Grün ist die Hoffnung, Grün ist aber auch die Hilfe: Die Volunteers der Fußball-EM tragen grasgrüne Kluft. In Gelsenkirchen wurde das Geheimnis gelüftet, die ersten freiwilligen Helfer durften Teile der Uniform schon anprobieren. Derweil sucht die UEFA immer noch Kandidaten, dabei sind 138.000 Bewerbungen für 16.000 Jobs bereits da – und Fendin Ajani aus Herne schrieb die allererste.

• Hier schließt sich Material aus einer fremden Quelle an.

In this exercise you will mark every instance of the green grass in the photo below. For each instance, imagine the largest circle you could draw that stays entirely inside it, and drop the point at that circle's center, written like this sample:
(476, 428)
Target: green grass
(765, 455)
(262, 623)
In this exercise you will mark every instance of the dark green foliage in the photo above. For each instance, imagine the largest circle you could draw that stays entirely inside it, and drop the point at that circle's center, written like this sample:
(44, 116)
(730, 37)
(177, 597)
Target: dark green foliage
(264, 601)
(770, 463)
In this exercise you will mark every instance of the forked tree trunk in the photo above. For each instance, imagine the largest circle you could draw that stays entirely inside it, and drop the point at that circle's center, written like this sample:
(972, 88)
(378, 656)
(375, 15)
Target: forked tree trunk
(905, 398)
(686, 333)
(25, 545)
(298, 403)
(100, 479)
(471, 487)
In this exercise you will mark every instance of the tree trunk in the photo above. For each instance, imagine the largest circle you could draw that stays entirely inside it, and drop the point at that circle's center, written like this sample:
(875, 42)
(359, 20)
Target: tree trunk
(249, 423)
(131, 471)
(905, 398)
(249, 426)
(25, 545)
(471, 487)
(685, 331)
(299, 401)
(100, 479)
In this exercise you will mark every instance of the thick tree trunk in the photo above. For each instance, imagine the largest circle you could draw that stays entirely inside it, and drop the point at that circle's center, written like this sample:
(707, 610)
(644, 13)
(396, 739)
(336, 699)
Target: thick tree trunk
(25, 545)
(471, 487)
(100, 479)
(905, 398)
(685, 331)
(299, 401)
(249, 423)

Es war Mitternacht im Juni, als die 19-Jährige begann zu tippen, auf Englisch. Um gleich zu beweisen, dass sie auch diese Voraussetzung mitbringt. 13 Minuten brauchte die Studentin, um zu notieren: dass sie die Europameisterschaft „hautnah erleben“ möchte, dass sie „gern mit Menschen in Kontakt“ ist und dass sie nach Dortmund will. Dabei ist für Fendin Gelsenkirchen näher, aber nicht ihrem Herzen – sie ist fußballbegeistert, aber nun mal BVB-Fan.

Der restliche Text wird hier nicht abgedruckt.